The MNL is useful partly because its substitution structure is transparent.
Conditional on the included covariates, the odds ratio
$P_{ij}/P_{ik} = \exp(V_{ij} - V_{ik})$ depends only on alternatives $j$ and
$k$. This is the familiar individual-level IIA implication, but the more useful
empirical statement is about counterfactual diversion: for a given decision
maker, demand leaving one alternative is reallocated across the remaining
alternatives in proportion to their fitted probabilities.

Aggregate substitution can be less mechanical than that statement suggests.
The elasticities and diversion ratios reported above are averages over choice
situations. When covariates, demographics or choice sets vary across situations,
the aggregate diversion matrix need not equal the simple market-share formula
$DR(j\to k) = s_k / (1 - s_j)$. The
[math companion](multinomial_logit_math.html) gives the derivation.

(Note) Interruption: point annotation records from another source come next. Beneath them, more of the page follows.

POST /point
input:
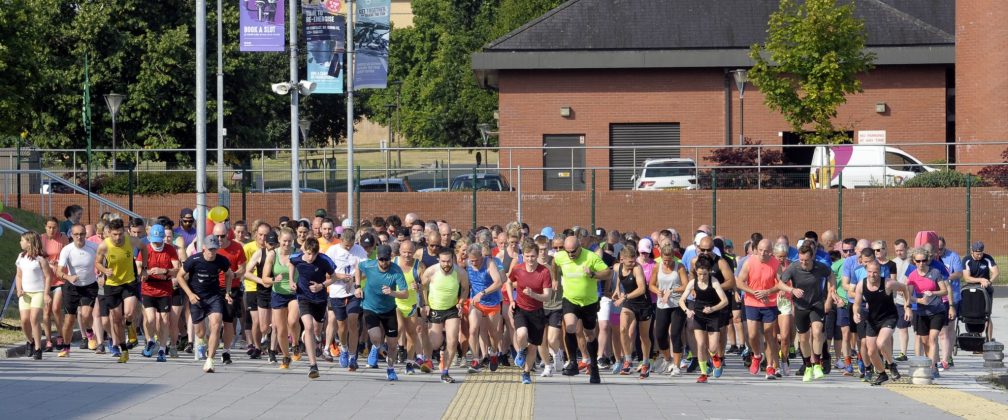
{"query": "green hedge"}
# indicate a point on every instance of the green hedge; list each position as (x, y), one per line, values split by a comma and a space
(943, 179)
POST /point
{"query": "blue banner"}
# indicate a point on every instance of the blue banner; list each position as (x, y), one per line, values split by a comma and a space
(371, 31)
(326, 33)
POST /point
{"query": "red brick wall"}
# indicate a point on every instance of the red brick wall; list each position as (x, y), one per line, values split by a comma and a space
(530, 102)
(981, 85)
(871, 213)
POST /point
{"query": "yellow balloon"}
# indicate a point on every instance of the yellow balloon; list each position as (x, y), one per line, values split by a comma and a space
(218, 215)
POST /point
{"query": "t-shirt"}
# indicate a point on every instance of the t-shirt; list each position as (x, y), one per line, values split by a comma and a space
(346, 262)
(80, 262)
(374, 300)
(308, 273)
(579, 287)
(536, 280)
(762, 276)
(811, 282)
(236, 256)
(158, 285)
(204, 276)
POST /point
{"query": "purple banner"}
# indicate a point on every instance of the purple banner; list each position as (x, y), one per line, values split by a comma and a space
(261, 25)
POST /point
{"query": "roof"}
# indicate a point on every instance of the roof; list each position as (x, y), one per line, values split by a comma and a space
(701, 33)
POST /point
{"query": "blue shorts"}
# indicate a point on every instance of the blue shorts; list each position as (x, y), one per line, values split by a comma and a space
(344, 306)
(759, 314)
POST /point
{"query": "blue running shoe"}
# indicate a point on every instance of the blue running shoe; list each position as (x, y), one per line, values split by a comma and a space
(373, 358)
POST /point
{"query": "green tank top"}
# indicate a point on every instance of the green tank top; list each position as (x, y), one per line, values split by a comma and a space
(444, 291)
(281, 277)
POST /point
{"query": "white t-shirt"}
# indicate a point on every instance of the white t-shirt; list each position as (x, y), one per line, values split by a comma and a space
(346, 263)
(80, 262)
(32, 278)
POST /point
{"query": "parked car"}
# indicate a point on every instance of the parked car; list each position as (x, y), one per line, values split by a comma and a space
(676, 173)
(862, 165)
(378, 185)
(484, 182)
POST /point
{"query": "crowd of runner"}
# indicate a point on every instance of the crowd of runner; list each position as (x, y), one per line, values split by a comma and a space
(420, 295)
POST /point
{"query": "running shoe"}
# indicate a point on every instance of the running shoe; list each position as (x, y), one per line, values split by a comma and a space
(373, 358)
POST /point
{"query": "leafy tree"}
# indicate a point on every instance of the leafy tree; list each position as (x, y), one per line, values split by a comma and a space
(815, 52)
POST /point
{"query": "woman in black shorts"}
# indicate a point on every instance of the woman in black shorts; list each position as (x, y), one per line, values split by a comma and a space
(709, 298)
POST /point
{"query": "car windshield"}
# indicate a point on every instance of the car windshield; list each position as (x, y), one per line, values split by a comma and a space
(669, 169)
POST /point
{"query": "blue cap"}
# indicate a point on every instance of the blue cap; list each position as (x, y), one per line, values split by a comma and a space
(156, 234)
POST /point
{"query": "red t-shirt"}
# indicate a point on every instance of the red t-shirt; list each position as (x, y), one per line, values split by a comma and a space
(158, 285)
(537, 280)
(236, 255)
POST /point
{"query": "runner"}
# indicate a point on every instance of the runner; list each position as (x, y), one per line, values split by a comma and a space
(32, 284)
(708, 299)
(315, 273)
(162, 266)
(383, 282)
(532, 284)
(200, 279)
(443, 285)
(77, 267)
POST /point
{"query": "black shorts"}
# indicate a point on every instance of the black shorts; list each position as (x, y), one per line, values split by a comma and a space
(923, 324)
(116, 295)
(873, 328)
(208, 304)
(77, 296)
(803, 318)
(386, 321)
(162, 304)
(589, 315)
(439, 316)
(534, 322)
(316, 309)
(234, 309)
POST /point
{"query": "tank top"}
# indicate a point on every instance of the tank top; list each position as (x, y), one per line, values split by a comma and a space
(444, 290)
(669, 281)
(281, 277)
(119, 259)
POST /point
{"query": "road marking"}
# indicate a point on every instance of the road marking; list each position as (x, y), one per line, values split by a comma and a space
(493, 395)
(957, 403)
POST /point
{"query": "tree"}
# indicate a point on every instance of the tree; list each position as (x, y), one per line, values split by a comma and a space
(815, 52)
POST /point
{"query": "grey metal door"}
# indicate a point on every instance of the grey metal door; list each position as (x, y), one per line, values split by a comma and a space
(564, 154)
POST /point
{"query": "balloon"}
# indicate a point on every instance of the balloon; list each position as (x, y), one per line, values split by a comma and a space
(218, 214)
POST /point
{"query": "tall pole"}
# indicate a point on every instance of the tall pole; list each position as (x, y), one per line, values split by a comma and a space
(350, 112)
(295, 192)
(201, 120)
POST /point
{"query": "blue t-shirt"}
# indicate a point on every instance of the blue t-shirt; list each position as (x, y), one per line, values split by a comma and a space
(374, 300)
(313, 272)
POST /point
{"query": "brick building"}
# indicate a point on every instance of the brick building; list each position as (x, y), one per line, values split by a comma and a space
(602, 73)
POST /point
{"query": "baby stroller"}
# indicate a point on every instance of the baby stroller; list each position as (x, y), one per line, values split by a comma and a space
(974, 313)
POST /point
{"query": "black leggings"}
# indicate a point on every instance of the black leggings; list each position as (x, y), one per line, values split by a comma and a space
(666, 319)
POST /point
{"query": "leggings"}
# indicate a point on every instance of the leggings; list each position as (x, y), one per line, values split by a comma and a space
(672, 318)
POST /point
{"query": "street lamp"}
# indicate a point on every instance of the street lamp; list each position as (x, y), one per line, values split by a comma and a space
(741, 77)
(114, 101)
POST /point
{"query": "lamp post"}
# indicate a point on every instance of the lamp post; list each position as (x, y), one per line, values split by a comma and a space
(114, 101)
(741, 77)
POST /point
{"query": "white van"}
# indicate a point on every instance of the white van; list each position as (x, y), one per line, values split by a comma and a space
(862, 165)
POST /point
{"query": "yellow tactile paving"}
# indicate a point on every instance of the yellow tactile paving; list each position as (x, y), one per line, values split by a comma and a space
(493, 395)
(957, 403)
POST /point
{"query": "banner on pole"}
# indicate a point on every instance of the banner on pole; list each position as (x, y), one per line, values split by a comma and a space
(326, 34)
(371, 31)
(261, 25)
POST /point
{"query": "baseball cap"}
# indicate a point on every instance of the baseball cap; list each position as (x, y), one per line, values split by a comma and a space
(156, 234)
(211, 243)
(383, 252)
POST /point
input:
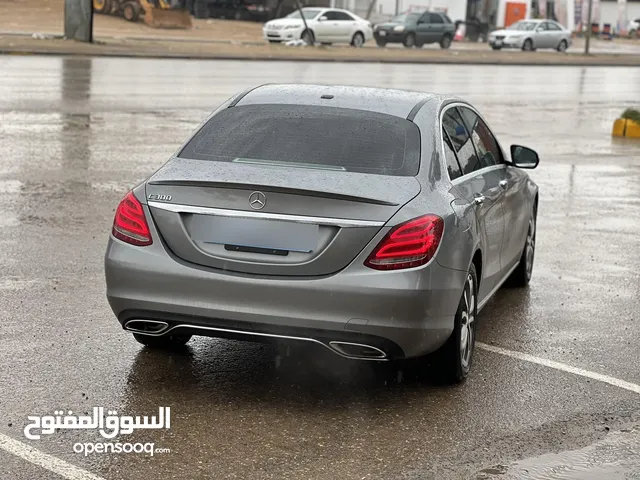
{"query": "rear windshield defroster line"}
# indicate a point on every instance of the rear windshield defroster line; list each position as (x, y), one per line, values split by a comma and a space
(309, 136)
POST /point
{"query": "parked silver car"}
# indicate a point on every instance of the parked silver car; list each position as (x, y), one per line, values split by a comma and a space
(375, 223)
(530, 35)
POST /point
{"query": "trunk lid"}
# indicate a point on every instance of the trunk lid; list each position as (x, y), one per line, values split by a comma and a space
(270, 220)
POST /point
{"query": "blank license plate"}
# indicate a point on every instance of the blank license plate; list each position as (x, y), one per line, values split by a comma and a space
(256, 233)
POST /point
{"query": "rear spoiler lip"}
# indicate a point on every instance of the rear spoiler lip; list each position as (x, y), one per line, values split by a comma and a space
(274, 189)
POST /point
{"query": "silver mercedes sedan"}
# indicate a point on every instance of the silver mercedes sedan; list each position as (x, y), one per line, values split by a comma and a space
(374, 223)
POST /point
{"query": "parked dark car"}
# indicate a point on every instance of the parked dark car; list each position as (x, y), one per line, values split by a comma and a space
(231, 9)
(416, 29)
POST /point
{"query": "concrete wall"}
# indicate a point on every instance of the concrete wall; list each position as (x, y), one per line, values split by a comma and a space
(609, 12)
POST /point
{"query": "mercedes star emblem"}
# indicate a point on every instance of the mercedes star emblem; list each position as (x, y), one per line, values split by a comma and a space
(257, 200)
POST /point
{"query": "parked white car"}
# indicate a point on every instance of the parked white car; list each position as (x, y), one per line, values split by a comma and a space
(530, 35)
(324, 25)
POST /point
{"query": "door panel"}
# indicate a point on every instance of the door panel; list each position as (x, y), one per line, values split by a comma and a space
(490, 216)
(423, 31)
(478, 180)
(324, 29)
(517, 210)
(345, 24)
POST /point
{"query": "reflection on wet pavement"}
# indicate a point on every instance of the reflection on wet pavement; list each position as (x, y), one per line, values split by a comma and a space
(613, 458)
(77, 133)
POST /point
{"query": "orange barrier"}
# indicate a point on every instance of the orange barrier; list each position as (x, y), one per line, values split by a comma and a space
(623, 127)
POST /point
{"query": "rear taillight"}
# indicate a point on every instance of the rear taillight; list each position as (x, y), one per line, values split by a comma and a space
(130, 224)
(408, 245)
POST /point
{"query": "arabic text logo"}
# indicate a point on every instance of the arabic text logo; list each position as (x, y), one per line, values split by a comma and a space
(109, 426)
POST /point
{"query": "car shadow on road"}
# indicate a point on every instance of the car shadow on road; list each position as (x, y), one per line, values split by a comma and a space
(219, 370)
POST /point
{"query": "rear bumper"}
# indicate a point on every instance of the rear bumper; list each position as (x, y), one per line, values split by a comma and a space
(506, 42)
(405, 313)
(389, 37)
(283, 35)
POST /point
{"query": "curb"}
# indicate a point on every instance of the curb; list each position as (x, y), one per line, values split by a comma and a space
(452, 60)
(623, 127)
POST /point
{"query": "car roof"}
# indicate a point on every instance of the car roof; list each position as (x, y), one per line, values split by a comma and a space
(395, 102)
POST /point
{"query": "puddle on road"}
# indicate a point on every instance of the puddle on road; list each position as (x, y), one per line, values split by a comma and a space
(615, 457)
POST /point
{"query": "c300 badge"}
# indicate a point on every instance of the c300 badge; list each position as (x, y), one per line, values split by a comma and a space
(162, 198)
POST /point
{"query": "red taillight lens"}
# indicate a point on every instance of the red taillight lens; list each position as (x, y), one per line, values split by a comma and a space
(408, 245)
(130, 224)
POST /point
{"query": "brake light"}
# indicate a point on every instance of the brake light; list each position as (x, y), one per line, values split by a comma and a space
(130, 224)
(408, 245)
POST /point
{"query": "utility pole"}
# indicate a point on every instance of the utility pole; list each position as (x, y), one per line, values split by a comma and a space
(589, 13)
(304, 21)
(78, 20)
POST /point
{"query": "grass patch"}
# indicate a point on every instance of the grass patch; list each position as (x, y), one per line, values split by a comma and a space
(632, 114)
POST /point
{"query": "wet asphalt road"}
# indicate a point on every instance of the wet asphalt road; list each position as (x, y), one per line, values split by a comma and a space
(77, 133)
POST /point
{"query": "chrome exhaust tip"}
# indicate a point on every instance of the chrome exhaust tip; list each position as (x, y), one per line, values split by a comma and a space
(147, 327)
(358, 351)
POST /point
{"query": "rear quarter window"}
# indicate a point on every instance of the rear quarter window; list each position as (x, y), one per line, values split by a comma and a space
(309, 137)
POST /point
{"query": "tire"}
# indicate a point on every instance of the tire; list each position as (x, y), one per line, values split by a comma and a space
(200, 10)
(522, 274)
(130, 12)
(445, 42)
(409, 40)
(308, 37)
(357, 40)
(455, 357)
(527, 46)
(165, 342)
(102, 6)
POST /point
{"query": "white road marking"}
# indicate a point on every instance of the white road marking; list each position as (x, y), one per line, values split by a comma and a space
(44, 460)
(632, 387)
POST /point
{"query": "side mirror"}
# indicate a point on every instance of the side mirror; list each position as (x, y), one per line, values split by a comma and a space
(523, 157)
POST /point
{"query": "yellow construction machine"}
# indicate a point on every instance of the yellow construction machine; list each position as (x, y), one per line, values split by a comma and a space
(156, 13)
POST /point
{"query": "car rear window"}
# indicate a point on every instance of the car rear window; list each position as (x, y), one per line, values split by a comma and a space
(311, 137)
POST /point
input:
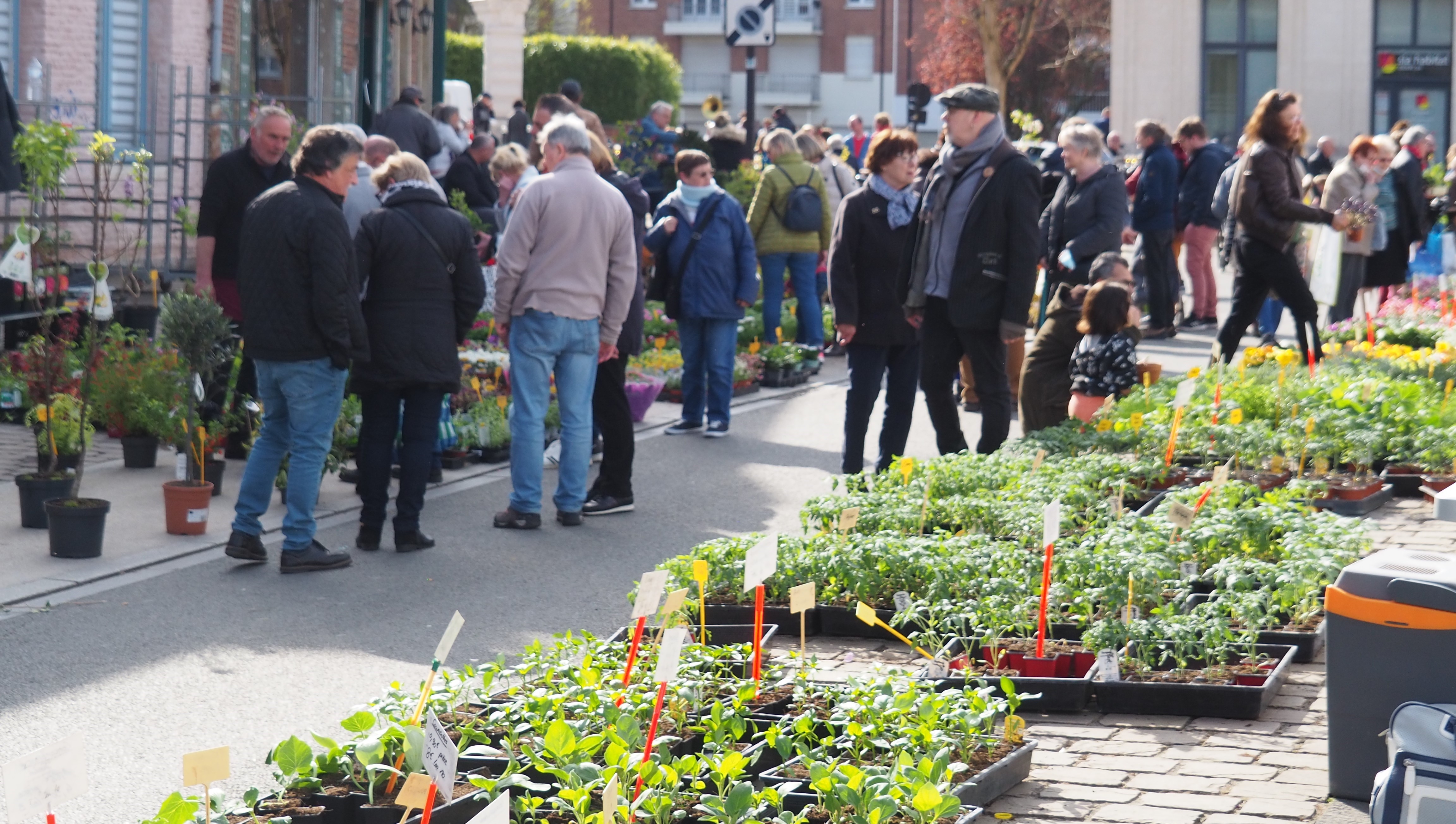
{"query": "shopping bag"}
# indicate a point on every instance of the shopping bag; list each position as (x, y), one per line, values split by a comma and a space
(1324, 268)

The remaining restriction is substantive: all heterogeneity that matters for
substitution must be observed and included in the utility index. If closeness is
driven by unobserved tastes, product groupings, networks, peer groups or other
latent features, the MNL will not recover that margin. It is then not enough to
fit shares well; the model may still give the wrong diversion matrix for the
counterfactual of interest.

That makes the MNL a disciplined baseline, not a straw man. Use it when the
included variables carry the relevant substitution margin, or when the target is
an object that does not require richer unobserved structure. Move to
[nested logit](nl.html), [mixed logit](mxl.html), or
[multinomial probit](mnp.html) when the empirical question requires grouped
substitution, random tastes or correlated utility shocks. The
[getting-started vignette](choicer.html#choosing-among-choice-models) compares
those choices directly.